The team behind this site does a lot of work with partners who are looking to automate as much as possible with the cloud. This has been the catalyst for a lot of the content creation for this site, but we see major benefits in making that publicly available for the greater good!

We do have a number of partners who work purely on Azure, we the reality is that most of us live in a multi-cloud world. On Azure Citadel we intentionally focus on Linux rather than Windows and have a love of all things open source whilst working on Azure. The same open source and multi cloud viewpoint has driven the choice of tooling used by some of our partners and by a number of customers.

A good example is Hashicorp’s Terraform, used for infrastructure as code deployments as a multi-cloud alternative to the native ARM templates that can only be used on Azure. The Terraform labs are some of the most popular on this site. Over 15% of all Linux VMs on Azure are deployed via Terraform, and that number is growing.

Images and Declarative Management

One area that the site has not focused on to date is virtual machines. This is understandable given the modernisation direction towards containers, serverless, micro services and PaaS. Having said that, the reality is that an enormous percentage of the compute on the platform is still VM based and should not be neglected, particularly given the number of customer migrations onto Azure. Migrations may be straight lift and shift, porting a VMware or Hyper-V VM straight into a vNet, or may be a clean VM deployment with software installation and migration of the application data.
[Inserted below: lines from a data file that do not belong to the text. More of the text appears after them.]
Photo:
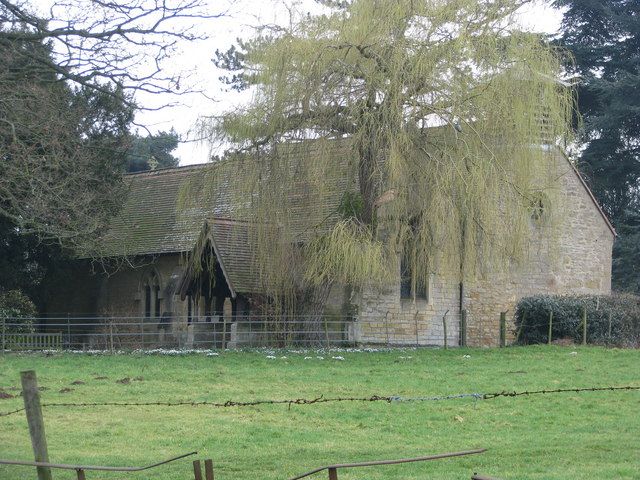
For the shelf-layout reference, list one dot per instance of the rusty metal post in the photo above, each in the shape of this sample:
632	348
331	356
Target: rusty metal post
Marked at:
333	474
31	396
444	329
208	469
111	335
197	470
463	328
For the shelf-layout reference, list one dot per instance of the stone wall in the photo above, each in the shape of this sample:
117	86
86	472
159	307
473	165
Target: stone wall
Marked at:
579	263
385	317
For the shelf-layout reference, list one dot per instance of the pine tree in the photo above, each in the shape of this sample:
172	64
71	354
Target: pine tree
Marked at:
604	38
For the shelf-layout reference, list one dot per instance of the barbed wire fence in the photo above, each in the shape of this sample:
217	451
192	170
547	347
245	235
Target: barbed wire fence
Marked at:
323	399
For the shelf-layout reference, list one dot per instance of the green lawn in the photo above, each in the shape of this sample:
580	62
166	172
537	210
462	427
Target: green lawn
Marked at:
564	436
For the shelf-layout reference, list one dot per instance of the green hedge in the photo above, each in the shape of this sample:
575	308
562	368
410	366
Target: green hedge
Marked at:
621	311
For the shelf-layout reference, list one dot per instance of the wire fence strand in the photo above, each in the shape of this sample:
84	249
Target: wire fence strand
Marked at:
323	399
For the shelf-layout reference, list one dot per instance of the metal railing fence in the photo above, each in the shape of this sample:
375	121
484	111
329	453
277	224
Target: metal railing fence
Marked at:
224	332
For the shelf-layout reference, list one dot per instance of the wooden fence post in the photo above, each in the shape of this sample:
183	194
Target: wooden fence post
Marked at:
503	329
33	410
463	328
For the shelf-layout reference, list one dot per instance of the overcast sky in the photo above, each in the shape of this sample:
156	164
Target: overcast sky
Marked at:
238	21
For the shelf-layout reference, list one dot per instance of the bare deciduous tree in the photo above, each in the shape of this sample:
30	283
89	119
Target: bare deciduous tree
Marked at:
70	83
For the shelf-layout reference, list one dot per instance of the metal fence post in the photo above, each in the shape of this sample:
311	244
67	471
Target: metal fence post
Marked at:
111	335
584	325
197	470
463	328
33	410
444	328
208	469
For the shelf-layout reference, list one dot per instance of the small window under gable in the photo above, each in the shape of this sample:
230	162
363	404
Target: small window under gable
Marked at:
410	286
151	296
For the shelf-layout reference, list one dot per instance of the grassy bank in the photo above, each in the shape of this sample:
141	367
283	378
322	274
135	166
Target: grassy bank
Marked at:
564	436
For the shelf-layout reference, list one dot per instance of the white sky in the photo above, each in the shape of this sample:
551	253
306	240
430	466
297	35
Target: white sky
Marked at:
241	16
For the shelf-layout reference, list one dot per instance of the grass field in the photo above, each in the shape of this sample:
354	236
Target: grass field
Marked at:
564	436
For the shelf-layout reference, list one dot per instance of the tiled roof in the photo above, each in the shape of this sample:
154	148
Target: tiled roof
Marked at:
154	220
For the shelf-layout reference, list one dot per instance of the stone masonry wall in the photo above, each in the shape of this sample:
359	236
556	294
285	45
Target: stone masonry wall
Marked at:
581	264
384	317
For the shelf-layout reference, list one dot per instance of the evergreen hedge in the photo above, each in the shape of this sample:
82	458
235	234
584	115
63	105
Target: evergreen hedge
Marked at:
619	313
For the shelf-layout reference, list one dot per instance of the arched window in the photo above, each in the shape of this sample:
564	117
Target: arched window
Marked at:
151	295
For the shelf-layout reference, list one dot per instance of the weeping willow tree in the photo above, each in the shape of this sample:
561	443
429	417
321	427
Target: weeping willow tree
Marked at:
415	129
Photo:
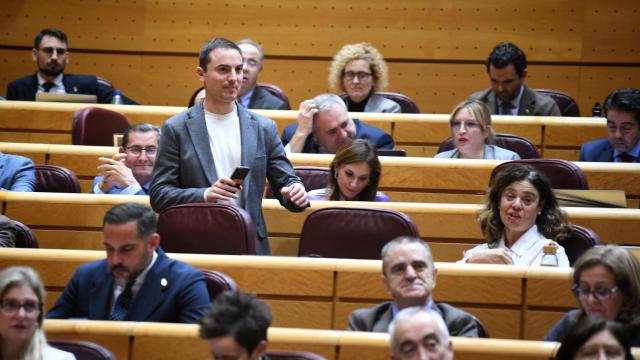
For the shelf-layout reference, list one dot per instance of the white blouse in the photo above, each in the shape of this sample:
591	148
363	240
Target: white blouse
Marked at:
526	251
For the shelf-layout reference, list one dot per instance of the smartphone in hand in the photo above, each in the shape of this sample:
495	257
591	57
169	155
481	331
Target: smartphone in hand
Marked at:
239	174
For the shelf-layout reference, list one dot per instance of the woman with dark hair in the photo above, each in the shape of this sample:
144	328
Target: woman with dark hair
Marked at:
21	315
595	338
471	131
354	174
606	282
520	218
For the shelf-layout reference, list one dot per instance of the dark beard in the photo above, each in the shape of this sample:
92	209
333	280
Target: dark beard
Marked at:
52	72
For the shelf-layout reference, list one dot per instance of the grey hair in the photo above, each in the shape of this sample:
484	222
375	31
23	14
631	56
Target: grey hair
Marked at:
411	312
405	240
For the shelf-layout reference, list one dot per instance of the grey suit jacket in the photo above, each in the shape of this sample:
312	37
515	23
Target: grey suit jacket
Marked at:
184	166
379	103
531	103
378	318
262	99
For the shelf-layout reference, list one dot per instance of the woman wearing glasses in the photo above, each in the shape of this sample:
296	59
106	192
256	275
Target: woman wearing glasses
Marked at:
606	282
359	71
21	314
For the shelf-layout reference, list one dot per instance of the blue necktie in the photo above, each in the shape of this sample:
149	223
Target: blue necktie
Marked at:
123	303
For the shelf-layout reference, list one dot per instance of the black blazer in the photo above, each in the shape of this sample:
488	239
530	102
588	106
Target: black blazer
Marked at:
25	88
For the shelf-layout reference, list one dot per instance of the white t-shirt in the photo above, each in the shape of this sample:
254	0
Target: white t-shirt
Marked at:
527	251
225	143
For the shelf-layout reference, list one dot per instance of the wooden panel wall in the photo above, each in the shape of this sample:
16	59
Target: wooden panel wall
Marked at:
435	50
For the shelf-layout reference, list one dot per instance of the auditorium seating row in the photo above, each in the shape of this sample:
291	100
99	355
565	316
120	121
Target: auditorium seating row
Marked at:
512	302
419	134
74	221
403	179
134	341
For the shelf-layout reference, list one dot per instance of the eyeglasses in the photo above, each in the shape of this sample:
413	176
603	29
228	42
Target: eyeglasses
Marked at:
361	75
598	293
49	50
11	307
137	150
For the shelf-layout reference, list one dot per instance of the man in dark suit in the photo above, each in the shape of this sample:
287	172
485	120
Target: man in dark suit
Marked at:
324	125
508	95
250	95
137	281
200	148
409	275
235	326
129	171
622	110
51	54
17	173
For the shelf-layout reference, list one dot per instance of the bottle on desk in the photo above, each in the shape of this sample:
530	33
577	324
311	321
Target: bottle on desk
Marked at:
550	258
597	110
117	98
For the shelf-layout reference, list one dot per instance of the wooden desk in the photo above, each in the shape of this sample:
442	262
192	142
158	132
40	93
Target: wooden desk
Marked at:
419	134
403	179
133	341
494	293
74	221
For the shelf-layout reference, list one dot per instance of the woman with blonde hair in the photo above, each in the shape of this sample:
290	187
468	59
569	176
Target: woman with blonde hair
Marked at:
360	71
472	134
21	315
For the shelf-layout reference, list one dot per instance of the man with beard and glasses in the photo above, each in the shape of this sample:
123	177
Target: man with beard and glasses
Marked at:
51	54
137	281
508	95
250	95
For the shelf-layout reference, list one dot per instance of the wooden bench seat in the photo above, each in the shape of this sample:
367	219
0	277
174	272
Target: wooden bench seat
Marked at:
133	341
321	293
419	134
74	221
403	179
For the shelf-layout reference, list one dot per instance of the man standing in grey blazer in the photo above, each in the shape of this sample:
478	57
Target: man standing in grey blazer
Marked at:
409	275
201	147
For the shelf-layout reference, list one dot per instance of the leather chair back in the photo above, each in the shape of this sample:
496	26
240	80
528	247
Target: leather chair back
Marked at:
206	228
96	126
566	104
218	282
52	178
515	143
312	178
277	92
581	240
25	238
562	174
353	233
83	350
293	355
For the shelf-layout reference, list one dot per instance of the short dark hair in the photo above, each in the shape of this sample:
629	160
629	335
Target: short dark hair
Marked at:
239	314
56	33
582	330
127	212
138	128
215	43
507	53
625	100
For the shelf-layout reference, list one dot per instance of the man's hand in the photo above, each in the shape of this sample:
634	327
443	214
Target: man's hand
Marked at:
306	113
491	256
115	172
296	193
223	189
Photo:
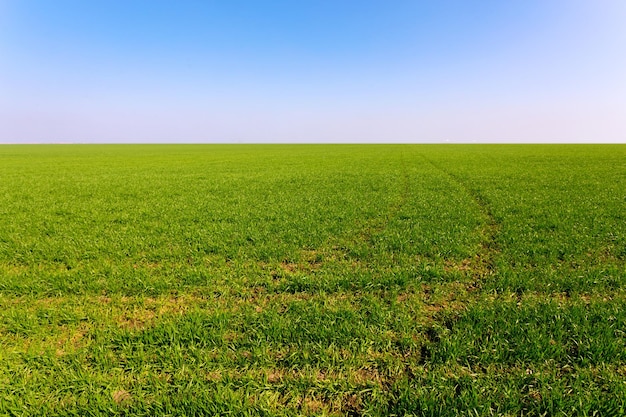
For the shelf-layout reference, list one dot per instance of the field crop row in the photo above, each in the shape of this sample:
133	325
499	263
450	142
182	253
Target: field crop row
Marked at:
312	280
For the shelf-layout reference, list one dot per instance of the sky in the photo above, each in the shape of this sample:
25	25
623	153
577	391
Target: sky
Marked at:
366	71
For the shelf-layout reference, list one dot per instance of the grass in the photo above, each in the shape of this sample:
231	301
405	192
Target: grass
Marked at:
143	280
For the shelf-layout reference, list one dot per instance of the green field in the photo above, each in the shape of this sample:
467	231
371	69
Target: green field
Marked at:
427	280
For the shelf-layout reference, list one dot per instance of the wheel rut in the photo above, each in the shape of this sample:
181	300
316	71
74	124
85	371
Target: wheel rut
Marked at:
483	263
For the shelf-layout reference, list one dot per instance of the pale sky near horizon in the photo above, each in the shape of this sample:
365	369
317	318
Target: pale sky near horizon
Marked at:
312	71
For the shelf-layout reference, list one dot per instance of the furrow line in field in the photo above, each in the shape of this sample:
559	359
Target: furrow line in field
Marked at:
483	263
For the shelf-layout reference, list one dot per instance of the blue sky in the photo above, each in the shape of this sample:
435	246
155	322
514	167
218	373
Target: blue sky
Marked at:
312	71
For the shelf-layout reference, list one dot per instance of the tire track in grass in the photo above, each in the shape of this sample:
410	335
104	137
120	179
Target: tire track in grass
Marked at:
482	264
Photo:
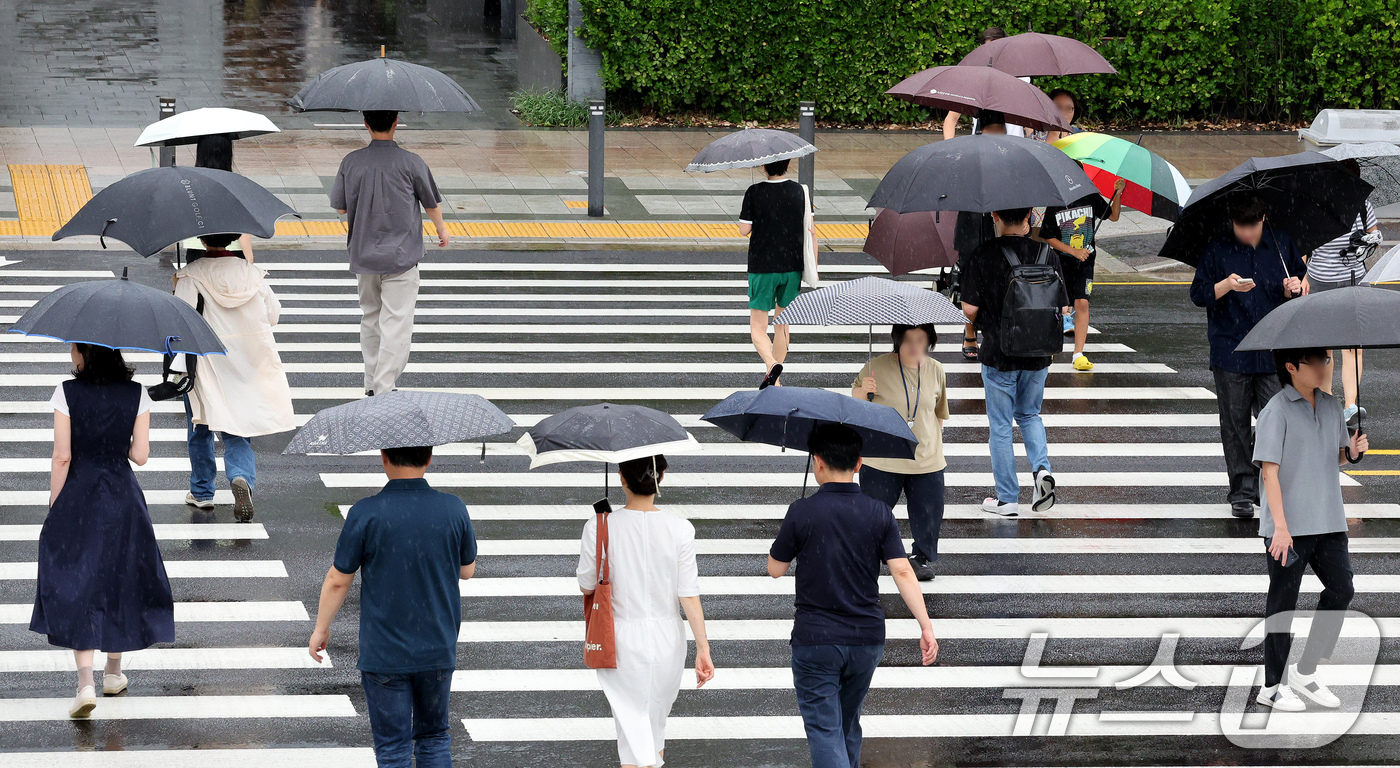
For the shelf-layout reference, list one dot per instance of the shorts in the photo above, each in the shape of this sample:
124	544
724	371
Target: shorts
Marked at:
1078	277
769	290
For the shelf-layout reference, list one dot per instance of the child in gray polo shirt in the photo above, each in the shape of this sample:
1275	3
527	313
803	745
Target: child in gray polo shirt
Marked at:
1301	441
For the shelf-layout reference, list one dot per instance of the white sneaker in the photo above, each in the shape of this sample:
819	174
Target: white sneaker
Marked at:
83	702
114	684
1042	491
1280	697
1312	688
996	507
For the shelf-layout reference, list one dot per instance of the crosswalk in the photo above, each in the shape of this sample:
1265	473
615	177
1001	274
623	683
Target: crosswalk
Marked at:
1138	549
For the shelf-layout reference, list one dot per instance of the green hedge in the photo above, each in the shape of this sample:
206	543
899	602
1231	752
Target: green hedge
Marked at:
1176	59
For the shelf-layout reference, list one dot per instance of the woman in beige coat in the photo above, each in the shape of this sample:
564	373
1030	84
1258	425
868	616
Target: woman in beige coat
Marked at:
242	393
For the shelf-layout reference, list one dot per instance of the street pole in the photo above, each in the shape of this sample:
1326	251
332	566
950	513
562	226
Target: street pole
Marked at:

VMs are then often managed individually rather than as groups. If a VM gets an issue then it is common for an admin to log on and try to fix the problem as that is (usually) faster than having to rebuild that system from scratch.

There is a notable contrast when compared to the management of containers. If we look at the Azure Kubernetes Service (AKS), which is one of the fastest growing technologies on Azure, then everything is geared towards the creation and deployment of container images, and the management of those at scale using declarative templates. If a container errors then it is unceremoniously killed and another is generated from the image in the container registry, using the definitions in the YAML files.

Many of you will have seen articles using the analogy of pets v cattle with regard to the management of virtual machines and containers. A quick web search throws up a number of blog posts discussing the merits of the various approaches and tooling.

So, can we apply some of that management approach to our old school VMs?

Packer and Ansible

Packer is another product from the Hashicorp stable, and is the default image creation software for Azure. (Packer also underpins the preview Azure Image Builder service, but we will use it natively to stay aligned with the multi-cloud tooling standpoint.) Packer has a number of builders (including Azure) and several provisioners, including two for Ansible.

Ansible can be used for infrastructure deployment - there is an azurerm provider - but is better known for config management. (Chef, Puppet, Salt, Octopus etc. also play in this area.) It is popular as it is open source, manages VMs agentlessly and has a significant community contributing useful roles into Ansible Galaxy.

And the two technologies play together very nicely.

Packer and Ansible labs

So here we are. A set of labs for Packer and Ansible that build on each other and include a number of Azure specific integration points.

If you work through the full set of labs then you will:

  • build simple VM images with Packer
  • deploy a few VMs from your custom image
  • manage static groups of VMs using ad hoc Ansible CLI commands
  • dynamically generate groups of VMs based on information from the Instance Metadata Service
  • declaratively manage your VMs using Ansible playbooks
  • search the Ansible Galaxy for roles to install and include in playbooks
  • create and publish your own custom roles
  • deploy a Shared Image Gallery and create an image definition
  • combine Packer and Ansible and create a baseline Ubuntu image published to the Shared Image Gallery
  • add a custom RBAC role to enable role assignment write action for the service principal
  • use the baseline image as a source with both Ansible (remote) and Ansible Local
  • deploy a config management server (with Managed Identity) from the Shared Image Gallery image using Terraform
  • use a combination of cloud-init and custom script extension to illustrate last mile VM configuration options
  • include an RBAC role assignment for the VM’s Managed Identity so that it is ready to manage VMs in that subscription

Finishing Up

The labs cover a lot of ground and if you have always been interested in how Packer and Ansible could change how you deploy and manage VMs then take a look. Please make use of the Disqus comments areas to give us feedback and to let us know how you use Packer and Ansible with your customers.

One of the blog articles talks about pets v cattle v chickens, where cattle are VM images and software managed VMs, and chickens are container images / Kubernetes, and I think that these labs help towards making that a reality.